Mis à jour le par Pierre Lemarchand
La fédération du Secours populaire de l'Isère a soutenu son partenaire palestinien Ma'an dans la mise ne place d'un laboratoire informatique dans l'école de Kaabneh, village de la vallée du Jourdain.

La fracture numérique est identifiée par les Nations unies comme un enjeu majeur pour la réalisation de son Agenda 2030 et son programme de développement durable. Avec ses partenaires sur la planète, le Secours populaire engage ses forces dans la bataille, afin que chacun puisse accéder à Internet et être ainsi respecté dans son droit à l’information et à la communication. Exemples : les projets liés à l’éducation et la formation conduits en Géorgie, en Équateur et en Palestine.

« Faire en sorte que tous les habitants de la planète aient accès à l’Internet et l’utilisent reste un défi qu’il nous faut relever si nous voulons que la communauté mondiale atteigne les Objectifs de développement durable (ODD) fixés par les Nations unies à l’horizon 2030 », lit-on sur le site de l’ITU (l’Union Internationale des Télécommunications), l’institution onusienne pour les technologies de l’information et de la communication. Or, aujourd’hui, près de la moitié de la population mondiale n’a pas accès à Internet. Cette fracture numérique, qui subsiste entre les pays, est liée au niveau de développement de ceux-ci : près de 87% des habitants des pays développés utilisaient Internet en 2019, contre 47 % dans les pays en développement​. 

Protéger le droit de chacun à communiquer, quels que soient son lieu et ses conditions de vie, est un enjeu fondamental, en particulier lorsque l’on défend un égal accès de tous à l’éducation et la formation. Et nombreux sont les projets conduits par les partenaires du Secours populaire sur la planète qui visent à réduire la fracture numérique et s’inscrivent en plein dans le quatrième objectif de développement durable posé par l’ONU : « Assurer l’accès de tous à une éducation de qualité, sur un pied d’égalité, et promouvoir les possibilités d’apprentissage tout au long de la vie. »

En Géorgie, Educare s’engage auprès des lycéens

Dans les pays les plus pauvres, seul un lycéen sur dix a un accès à Internet, avance l’association Educare, partenaire de la fédération du Rhône du SPF en Géorgie, sur sa plateforme de collecte de fonds Giveinternet.org. En Géorgie, c’est un sur trois. Grâce au soutien du SPF, Educare a permis à des dizaines de jeunes Géorgiens pauvres de se doter, depuis 2018, d’un ordinateur portable et d’une connexion internet. Imaginé avant la pandémie, ce programme s’est révélé d’une pertinence accrue lorsque le confinement s’imposa au printemps 2020 et que les cours se dispensèrent à distance. 

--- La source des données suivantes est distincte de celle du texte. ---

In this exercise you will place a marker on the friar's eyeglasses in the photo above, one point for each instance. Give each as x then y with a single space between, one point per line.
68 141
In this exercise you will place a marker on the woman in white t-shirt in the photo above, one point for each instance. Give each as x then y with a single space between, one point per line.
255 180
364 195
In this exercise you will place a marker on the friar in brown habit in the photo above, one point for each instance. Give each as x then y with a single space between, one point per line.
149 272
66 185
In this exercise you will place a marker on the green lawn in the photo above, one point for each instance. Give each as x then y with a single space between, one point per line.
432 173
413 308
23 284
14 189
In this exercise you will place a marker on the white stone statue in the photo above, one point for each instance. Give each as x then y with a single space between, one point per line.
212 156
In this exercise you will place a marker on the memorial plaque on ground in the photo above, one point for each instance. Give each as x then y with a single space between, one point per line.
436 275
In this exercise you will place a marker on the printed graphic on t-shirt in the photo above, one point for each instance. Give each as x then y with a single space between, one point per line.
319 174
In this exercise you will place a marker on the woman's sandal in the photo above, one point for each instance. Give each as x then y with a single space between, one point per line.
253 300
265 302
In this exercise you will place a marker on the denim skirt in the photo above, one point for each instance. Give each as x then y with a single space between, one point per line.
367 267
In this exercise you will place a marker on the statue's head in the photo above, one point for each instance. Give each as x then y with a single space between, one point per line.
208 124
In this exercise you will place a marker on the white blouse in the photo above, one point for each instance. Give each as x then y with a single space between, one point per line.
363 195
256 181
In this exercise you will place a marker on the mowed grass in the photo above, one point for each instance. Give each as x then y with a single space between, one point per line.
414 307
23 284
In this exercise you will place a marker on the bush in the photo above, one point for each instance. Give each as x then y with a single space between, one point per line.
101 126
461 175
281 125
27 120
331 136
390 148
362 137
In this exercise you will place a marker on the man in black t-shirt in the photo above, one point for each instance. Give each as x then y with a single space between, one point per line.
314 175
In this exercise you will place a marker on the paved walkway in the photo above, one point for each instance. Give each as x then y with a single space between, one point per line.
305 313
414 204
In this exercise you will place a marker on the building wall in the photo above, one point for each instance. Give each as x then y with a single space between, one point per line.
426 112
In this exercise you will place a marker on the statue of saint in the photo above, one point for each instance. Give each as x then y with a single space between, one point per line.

Une étude d’impact, réalisée au printemps 2021 et concernant 1000 lycéens, dévoile que, un an après qu’ils ont bénéficié du programme d’Educare, un quart d’entre eux ont eu de meilleures notes et près de la moitié se déclarent moins anxieux quant à leur travail scolaire. 60% s’informent à présent via les sites de media en ligne. « Pendant des années, l’environnement dans lequel les jeunes grandissent ont conditionné leurs chances de réussir. Avec Internet, l’endroit où l’on vit n’est plus un obstacle. Internet crée un espace qui offre à chacun la possibilité de se développer, se cultiver, se passionner », s’enthousiasme George Jibladze, président d’Educare. 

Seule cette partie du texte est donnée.